Bundeskanzlerin Angela Merkel versprach den Opferfamilien umfassende Aufklärung des NSU-Komplexes, doch am Ende des über vier Jahre dauernden Prozesses gegen Beate Zschäpe und vier mutmaßliche Unterstützer des NSU sind sie enttäuscht: viele ihrer Fragen sind offen geblieben. Auch, weil Beweise vernichtet und Zeugen nicht gehört wurden.

Von: Thies Marsen und Nina Landhofer

Stand: 13.12.2017

Am 4. November 2011 verübten die beiden NSU-Terroristen Uwe Mundlos und Uwe Böhnhardt Selbstmord in einem Wohnmobil in Eisenach, Beate Zschäpe zündete die gemeinsame Wohnung in Zwickau an und floh. Unmittelbar danach begann in zahlreichen Archiven von Polizei und Verfassungsschutz die Vernichtung von Akten. Mehrere hundert Akten mit Bezug zum NSU, seinen Mitgliedern und Unterstützern wurden vernichtet.

Operation Konfetti

Das große Schreddern startete am 11.11.2011, Karnevalsbeginn, weshalb die Aktion auch Operation Konfetti genannt wird. Den Anfang machte das Bundesamt für Verfassungsschutz – genauer: ein Beamter namens Lothar Lingen.

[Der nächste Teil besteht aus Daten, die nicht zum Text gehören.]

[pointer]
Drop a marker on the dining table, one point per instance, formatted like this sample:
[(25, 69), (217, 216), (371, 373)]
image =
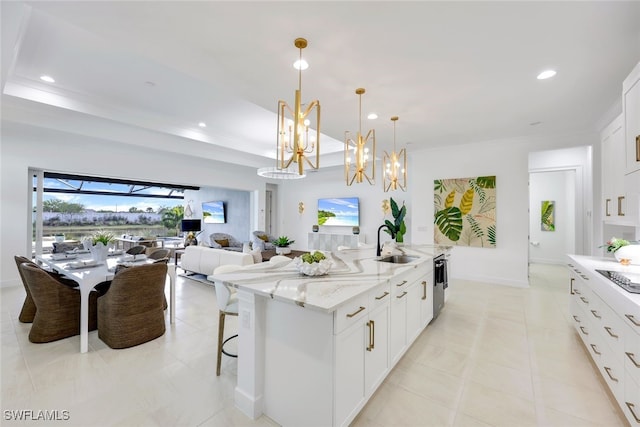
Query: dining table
[(80, 266)]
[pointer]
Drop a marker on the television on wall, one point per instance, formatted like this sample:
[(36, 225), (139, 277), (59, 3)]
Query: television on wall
[(213, 212), (339, 211)]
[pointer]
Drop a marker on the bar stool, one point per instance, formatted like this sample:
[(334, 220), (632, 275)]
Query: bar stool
[(228, 306)]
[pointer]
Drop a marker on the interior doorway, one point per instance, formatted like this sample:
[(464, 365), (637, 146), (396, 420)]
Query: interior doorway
[(552, 213)]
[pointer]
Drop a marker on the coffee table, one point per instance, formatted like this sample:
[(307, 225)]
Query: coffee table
[(266, 255)]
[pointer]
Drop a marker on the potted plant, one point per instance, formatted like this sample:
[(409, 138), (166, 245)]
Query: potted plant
[(282, 245), (397, 228), (99, 243)]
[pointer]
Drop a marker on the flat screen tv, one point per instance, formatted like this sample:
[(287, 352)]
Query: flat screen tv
[(339, 211), (213, 212)]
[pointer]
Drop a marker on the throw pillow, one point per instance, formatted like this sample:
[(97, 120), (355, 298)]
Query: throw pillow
[(257, 255), (223, 242)]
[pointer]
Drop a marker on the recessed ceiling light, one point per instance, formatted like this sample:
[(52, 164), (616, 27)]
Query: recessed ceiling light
[(546, 74), (301, 64)]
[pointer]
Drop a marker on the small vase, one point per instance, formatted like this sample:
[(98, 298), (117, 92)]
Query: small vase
[(629, 252), (99, 252)]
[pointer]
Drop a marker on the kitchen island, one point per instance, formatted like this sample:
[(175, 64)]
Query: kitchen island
[(312, 350), (605, 310)]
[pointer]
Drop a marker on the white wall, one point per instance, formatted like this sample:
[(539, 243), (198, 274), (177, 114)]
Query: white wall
[(331, 183), (551, 247), (26, 146), (237, 211)]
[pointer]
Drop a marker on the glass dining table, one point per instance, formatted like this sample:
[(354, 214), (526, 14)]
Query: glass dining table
[(88, 274)]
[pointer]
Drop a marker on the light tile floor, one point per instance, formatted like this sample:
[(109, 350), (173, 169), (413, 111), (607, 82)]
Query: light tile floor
[(496, 356)]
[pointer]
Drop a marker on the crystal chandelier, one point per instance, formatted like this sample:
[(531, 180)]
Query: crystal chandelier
[(395, 166), (363, 163), (296, 136)]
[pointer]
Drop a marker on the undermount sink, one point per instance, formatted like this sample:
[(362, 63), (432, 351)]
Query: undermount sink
[(398, 259)]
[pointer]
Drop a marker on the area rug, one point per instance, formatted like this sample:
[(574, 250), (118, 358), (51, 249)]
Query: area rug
[(202, 278)]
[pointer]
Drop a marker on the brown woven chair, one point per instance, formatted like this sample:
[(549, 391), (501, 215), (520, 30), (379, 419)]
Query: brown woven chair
[(28, 311), (131, 312), (57, 313)]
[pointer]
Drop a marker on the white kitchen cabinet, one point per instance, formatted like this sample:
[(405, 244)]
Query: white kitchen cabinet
[(613, 166), (631, 113), (362, 352), (608, 322)]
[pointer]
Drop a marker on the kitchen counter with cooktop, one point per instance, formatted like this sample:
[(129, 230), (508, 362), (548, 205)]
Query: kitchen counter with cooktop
[(312, 350), (605, 311)]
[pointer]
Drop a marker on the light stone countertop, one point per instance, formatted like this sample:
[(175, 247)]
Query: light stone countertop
[(354, 272), (596, 263)]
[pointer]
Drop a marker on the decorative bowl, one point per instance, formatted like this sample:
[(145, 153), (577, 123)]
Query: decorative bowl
[(313, 269)]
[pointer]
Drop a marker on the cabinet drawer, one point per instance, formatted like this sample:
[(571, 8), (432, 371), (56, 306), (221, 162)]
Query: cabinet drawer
[(379, 296), (612, 330), (350, 313), (631, 404), (632, 354)]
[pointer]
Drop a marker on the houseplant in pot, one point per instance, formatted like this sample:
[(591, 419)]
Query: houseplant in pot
[(282, 245), (99, 244)]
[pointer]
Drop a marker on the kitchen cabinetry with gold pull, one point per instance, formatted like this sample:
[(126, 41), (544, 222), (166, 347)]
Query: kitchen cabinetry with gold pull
[(362, 353), (607, 319)]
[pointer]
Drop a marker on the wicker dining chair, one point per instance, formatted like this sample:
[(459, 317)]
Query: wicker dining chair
[(28, 311), (57, 313), (131, 311)]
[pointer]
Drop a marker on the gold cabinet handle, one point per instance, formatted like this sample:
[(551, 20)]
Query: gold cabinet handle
[(355, 312), (383, 295), (609, 373), (620, 199), (371, 325), (631, 406), (608, 329), (631, 357), (633, 319)]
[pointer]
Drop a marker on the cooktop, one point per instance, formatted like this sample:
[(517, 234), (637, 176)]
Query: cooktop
[(630, 282)]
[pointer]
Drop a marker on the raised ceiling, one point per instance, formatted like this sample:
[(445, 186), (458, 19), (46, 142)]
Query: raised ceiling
[(455, 72)]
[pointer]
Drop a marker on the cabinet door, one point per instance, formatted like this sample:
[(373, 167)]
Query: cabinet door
[(376, 362), (349, 375), (426, 299), (398, 321), (631, 112), (613, 165), (414, 306)]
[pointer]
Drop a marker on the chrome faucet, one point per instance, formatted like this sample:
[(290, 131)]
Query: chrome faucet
[(393, 236)]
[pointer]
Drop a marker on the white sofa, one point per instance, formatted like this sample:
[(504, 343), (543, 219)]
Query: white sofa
[(203, 260)]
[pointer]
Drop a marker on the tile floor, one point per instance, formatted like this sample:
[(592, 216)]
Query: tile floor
[(496, 356)]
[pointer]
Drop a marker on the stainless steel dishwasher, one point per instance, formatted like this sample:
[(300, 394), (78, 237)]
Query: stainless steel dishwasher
[(440, 283)]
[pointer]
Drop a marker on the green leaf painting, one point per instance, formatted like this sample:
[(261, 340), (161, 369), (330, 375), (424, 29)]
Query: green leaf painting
[(547, 216), (465, 211)]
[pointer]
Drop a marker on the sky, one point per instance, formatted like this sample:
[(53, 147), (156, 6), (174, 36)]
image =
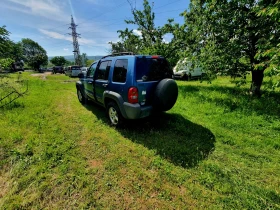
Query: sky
[(47, 21)]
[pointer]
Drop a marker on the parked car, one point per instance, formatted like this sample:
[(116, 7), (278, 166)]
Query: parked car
[(129, 86), (183, 71), (73, 71), (58, 69)]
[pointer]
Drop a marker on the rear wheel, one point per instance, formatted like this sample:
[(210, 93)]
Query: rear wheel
[(81, 96), (114, 114)]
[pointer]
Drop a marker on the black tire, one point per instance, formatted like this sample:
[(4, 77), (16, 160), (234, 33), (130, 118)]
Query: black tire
[(81, 96), (114, 114), (166, 94)]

"Der Mitarbeiter mit dem Alias-Namen Lothar Lingen war schon vor 2011 im Bundesamt für Verfassungsschutz für das Thema Rechtsextremismus, Rechtsterrorismus. Er hat eine ganze Reihe von V-Leuten geführt bzw. war zuständig als Auswerter. Er hat dann kurz nach Selbstenttarnung des NSU mindestens neun Akten regelwidrig vernichten lassen und sogar noch, als festgestellt wurde, dass eine Akte doch nicht vernichtet wurde, dafür gesorgt, dass die dann doch noch vernichtet wird."

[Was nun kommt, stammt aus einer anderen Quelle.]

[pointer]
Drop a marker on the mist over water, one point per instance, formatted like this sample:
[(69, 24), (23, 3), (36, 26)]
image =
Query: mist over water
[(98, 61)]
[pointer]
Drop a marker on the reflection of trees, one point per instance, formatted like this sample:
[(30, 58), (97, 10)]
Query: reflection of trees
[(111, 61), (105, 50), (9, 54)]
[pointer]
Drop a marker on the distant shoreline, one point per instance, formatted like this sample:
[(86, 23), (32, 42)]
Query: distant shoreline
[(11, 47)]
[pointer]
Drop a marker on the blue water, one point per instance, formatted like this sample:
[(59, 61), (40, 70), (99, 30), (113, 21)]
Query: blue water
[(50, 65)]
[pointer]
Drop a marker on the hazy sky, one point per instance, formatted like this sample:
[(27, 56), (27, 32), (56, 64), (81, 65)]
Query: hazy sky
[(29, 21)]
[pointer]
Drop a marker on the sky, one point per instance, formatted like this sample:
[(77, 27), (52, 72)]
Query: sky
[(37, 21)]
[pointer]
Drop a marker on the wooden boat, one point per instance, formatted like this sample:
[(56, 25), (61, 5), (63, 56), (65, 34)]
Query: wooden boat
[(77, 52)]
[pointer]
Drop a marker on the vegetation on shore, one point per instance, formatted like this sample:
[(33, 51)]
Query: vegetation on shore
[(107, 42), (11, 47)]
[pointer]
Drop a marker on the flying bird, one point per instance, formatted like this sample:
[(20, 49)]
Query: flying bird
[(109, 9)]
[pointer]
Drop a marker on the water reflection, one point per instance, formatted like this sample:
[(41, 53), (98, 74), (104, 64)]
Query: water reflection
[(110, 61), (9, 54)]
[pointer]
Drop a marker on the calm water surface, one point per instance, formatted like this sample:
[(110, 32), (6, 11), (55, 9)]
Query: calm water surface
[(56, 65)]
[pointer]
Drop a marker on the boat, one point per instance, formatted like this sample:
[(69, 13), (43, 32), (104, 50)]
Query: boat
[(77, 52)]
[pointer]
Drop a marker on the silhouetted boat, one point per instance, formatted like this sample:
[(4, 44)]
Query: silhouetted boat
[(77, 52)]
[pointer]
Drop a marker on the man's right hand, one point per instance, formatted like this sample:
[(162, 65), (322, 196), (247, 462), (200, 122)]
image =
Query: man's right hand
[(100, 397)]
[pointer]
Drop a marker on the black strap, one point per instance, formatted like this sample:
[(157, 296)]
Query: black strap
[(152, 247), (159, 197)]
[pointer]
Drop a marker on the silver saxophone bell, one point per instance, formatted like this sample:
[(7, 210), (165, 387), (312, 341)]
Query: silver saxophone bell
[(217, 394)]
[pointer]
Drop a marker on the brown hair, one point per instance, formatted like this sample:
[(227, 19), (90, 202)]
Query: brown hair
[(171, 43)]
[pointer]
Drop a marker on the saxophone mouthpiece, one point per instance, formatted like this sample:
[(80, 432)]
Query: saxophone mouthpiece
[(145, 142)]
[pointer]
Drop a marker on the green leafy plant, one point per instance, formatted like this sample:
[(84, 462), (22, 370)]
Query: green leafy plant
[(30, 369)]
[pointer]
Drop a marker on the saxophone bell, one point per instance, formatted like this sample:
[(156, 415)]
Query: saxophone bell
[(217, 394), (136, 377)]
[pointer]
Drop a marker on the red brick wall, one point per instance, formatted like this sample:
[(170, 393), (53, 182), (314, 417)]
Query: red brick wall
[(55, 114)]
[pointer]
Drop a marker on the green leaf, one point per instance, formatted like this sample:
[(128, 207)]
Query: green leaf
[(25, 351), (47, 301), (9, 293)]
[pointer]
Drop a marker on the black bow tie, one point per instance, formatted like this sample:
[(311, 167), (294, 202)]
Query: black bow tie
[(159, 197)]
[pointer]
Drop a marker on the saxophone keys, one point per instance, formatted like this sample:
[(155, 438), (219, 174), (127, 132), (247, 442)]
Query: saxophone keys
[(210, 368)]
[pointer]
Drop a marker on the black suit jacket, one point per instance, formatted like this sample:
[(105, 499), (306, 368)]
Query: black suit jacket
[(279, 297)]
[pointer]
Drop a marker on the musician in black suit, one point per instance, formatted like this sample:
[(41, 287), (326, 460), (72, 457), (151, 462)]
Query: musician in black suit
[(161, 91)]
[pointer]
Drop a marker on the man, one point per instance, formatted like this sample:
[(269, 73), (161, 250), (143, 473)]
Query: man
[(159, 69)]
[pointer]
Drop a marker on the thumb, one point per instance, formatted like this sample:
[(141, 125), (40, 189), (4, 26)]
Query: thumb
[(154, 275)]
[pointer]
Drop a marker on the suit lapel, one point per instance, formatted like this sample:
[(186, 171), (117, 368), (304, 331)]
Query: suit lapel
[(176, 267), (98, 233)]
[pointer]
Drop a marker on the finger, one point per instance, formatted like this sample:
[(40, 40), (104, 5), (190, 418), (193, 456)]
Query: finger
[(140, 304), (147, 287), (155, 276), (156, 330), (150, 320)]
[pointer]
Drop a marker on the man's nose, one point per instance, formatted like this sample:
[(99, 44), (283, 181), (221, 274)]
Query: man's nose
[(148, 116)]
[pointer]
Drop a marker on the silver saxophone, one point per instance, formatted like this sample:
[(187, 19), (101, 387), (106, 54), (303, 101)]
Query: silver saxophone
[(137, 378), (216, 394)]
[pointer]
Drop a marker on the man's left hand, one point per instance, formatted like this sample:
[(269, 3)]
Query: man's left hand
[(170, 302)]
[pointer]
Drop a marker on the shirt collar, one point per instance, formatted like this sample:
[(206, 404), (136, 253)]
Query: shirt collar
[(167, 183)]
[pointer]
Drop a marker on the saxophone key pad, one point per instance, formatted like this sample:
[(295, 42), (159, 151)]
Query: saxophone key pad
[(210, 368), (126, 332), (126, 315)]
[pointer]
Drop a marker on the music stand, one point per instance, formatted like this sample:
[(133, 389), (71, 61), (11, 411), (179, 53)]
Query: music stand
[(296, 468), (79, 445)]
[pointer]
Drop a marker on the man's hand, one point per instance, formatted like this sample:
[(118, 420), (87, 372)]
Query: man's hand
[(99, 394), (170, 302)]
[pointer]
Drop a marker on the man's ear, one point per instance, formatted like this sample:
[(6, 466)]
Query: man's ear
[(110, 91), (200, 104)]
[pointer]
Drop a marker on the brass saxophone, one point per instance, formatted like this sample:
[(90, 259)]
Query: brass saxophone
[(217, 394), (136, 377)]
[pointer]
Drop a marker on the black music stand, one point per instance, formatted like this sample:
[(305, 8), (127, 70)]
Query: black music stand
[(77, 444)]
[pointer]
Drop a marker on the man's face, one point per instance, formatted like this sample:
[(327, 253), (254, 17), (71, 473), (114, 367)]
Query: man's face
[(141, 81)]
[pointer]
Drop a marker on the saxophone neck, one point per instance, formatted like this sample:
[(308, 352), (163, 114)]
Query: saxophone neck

Sebastian Scharmer, Anwalt

Das sagt Rechtsanwalt Sebastian Scharmer, gemeinsam mit anderen Nebenklagevertretern im NSU-Prozess hat Scharmer vor mehr als einem Jahr Strafanzeige gegen Lothar Lingen erstattet – unter anderem wegen des Verdachts auf Strafvereitelung und Urkundenunterdrückung.

"Lothar Lingen ist eine Schlüsselfigur in diesem Prozess, weil er wohl als einziger Aufschluss geben könnte, was in diesen Akten drinstand. Er hat sie ja nicht umsonst kurz nach Selbstenttarnung des NSU vernichten lassen."

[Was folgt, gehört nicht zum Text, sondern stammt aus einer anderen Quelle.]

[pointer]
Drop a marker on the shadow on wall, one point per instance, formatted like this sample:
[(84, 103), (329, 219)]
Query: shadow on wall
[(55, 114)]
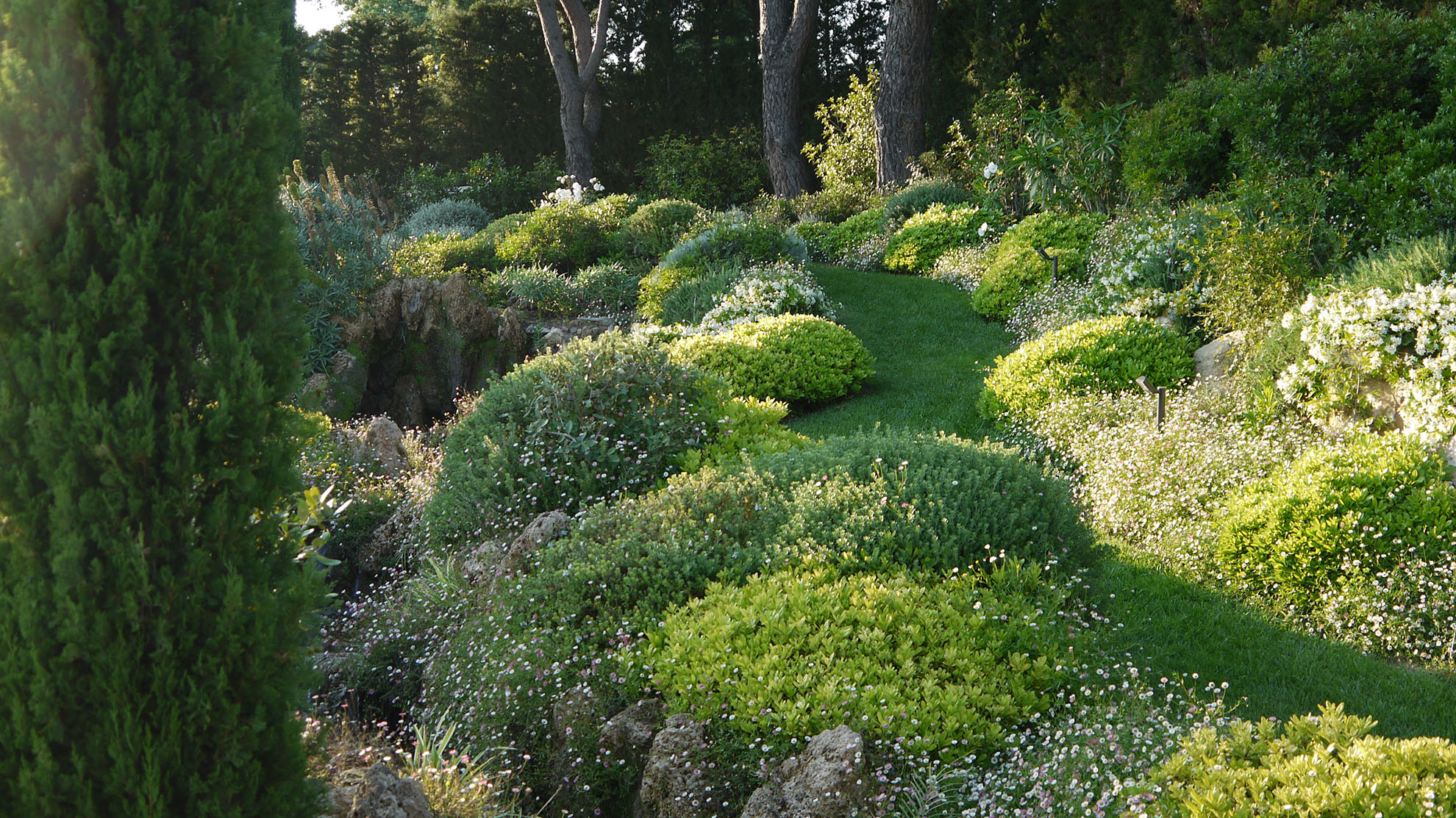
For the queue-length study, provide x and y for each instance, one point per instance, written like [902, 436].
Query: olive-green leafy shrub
[1338, 514]
[1325, 764]
[919, 197]
[602, 289]
[929, 233]
[946, 669]
[600, 418]
[718, 171]
[1360, 107]
[1016, 270]
[1090, 356]
[567, 234]
[658, 226]
[935, 504]
[793, 359]
[436, 256]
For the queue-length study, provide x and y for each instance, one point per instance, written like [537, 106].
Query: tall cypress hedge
[151, 617]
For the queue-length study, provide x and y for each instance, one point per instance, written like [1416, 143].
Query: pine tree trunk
[577, 79]
[904, 85]
[785, 32]
[153, 635]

Sebastian Scharmer, Anwalt

Wichtige Zeugen nicht gehört

Im Münchner NSU-Prozess wurde Lothar Lingen übrigens nicht vernommen – insbesondere die Bundesanwaltschaft hatte sich vehement dagegen ausgesprochen, ihn als Zeugen zu laden. Erst hinterher kam heraus: Die Bundesanwälte hatten Lingen zu diesem Zeitpunkt bereits vernommen und dabei hatte der Verfassungsschützer zugegeben, die Akten absichtlich vernichtet zu haben. Lingen wollte die Verwicklung des Geheimdienstes insbesondere in die Neonaziszene von Thüringen, wo der NSU seinen Ausgang genommen hatte, vertuschen und kritische Nachfragen unterbinden. Öffentlichkeit und Nebenklage erfuhren erst durch den NSU-Untersuchungsausschuss des Bundestages von Lingens Aussage. Bis heute ist unklar, was durch all die Aktenvernichtungen bei Geheimdiensten und Polizei konkret vertuscht worden ist. Opferanwältin Antonia von der Behrens vermutet jedenfalls, dass die Geheimdienste viel mehr Kenntnisse über die 1998 untergetauchten Böhnhard, Mundlos und Zschäpe hatten, als sie bis heute zugeben.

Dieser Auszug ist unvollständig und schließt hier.